Specify the cursor updatability mode if it is not specified explicitly in the embedded SQL application. The mode can be one of:

  • HISTORICAL   In previous versions, embedded SQL cursors defaulted to either FOR UPDATE or READ ONLY (depending on the query and the ansi_update_constraints option value). Explicit cursor updatability was specified on DECLARE CURSOR. Use this option to preserve this behavior.

  • READONLY   Embedded SQL cursors default to READ ONLY. Explicit cursor updatability is specified on PREPARE. This is the default behavior. READ ONLY cursors can result in improved performance.

-n Generate line number information in the C file. This consists of #line directives in the appropriate places in the generated C code. If the compiler that you are using supports the #line directive, this option makes the compiler report errors on line numbers in the SQC file (the one with the embedded SQL) as opposed to reporting errors on line numbers in the C file generated by the SQL preprocessor. Also, the #line directives are used indirectly by the source level debugger so that you can debug while viewing the SQC source file.
-o operating-system

Specify the target operating system. The supported operating systems are:

  • WINDOWS   Microsoft Windows, including Windows Mobile.
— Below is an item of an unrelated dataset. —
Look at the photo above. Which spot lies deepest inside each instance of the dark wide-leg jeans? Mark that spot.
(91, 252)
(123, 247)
  • UNIX   Use this option if you are creating a 32-bit Unix application.

  • UNIX64   Use this option if you are creating a 64-bit Unix application.

-q Quiet mode—do not print messages.

-r-

Generate non-reentrant code.
-s len Set the maximum size string that the preprocessor puts into the C file. Strings longer than this value are initialized using a list of characters ('a','b','c', and so on). Most C compilers have a limit on the size of string literal they can handle. This option is used to set that upper limit. The default value is 500.
-u Generate code for UltraLite.
-w level

Flag as a warning any static embedded SQL that is not part of a specified standard. The level value indicates the standard to use. For example, sqlpp -w c08 ... flags any SQL syntax that is not part of the core SQL/2008 syntax. The supported level values are:

  • c08   Flag syntax that is not core SQL/2008 syntax

  • p08   Flag syntax that is not full SQL/2008 syntax

  • c03   Flag syntax that is not core SQL/2003 syntax

  • p03   Flag syntax that is not full SQL/2003 syntax

  • c99   Flag syntax that is not core SQL/1999 syntax

  • p99   Flag syntax that is not full SQL/1999 syntax

  • e92   Flag syntax that is not entry-level SQL/1992 syntax

  • i92   Flag syntax that is not intermediate-level SQL/1992 syntax

  • f92   Flag syntax that is not full-SQL/1992 syntax

  • t   Flag non-standard host variable types

  • u   Flag syntax that is not supported by UltraLite

For compatibility with previous SQL Anywhere versions, you can also specify e, i, and f, which correspond to e92, i92, and f92, respectively.

-x Change multibyte strings to escape sequences so that they can pass through compilers.
-z cs

Specify the collation sequence. For a list of recommended collation sequences, run dbinit -l at a command prompt.

The collation sequence is used to help the preprocessor understand the characters used in the source code of the program, for example, in identifying alphabetic characters suitable for use in identifiers. If -z is not specified, the preprocessor attempts to determine a reasonable collation to use based on the operating system and the SALANG and SACHARSET environment variables.

sql-filename A C or C++ program containing embedded SQL to be processed.
output-filename The C language source file created by the SQL preprocessor.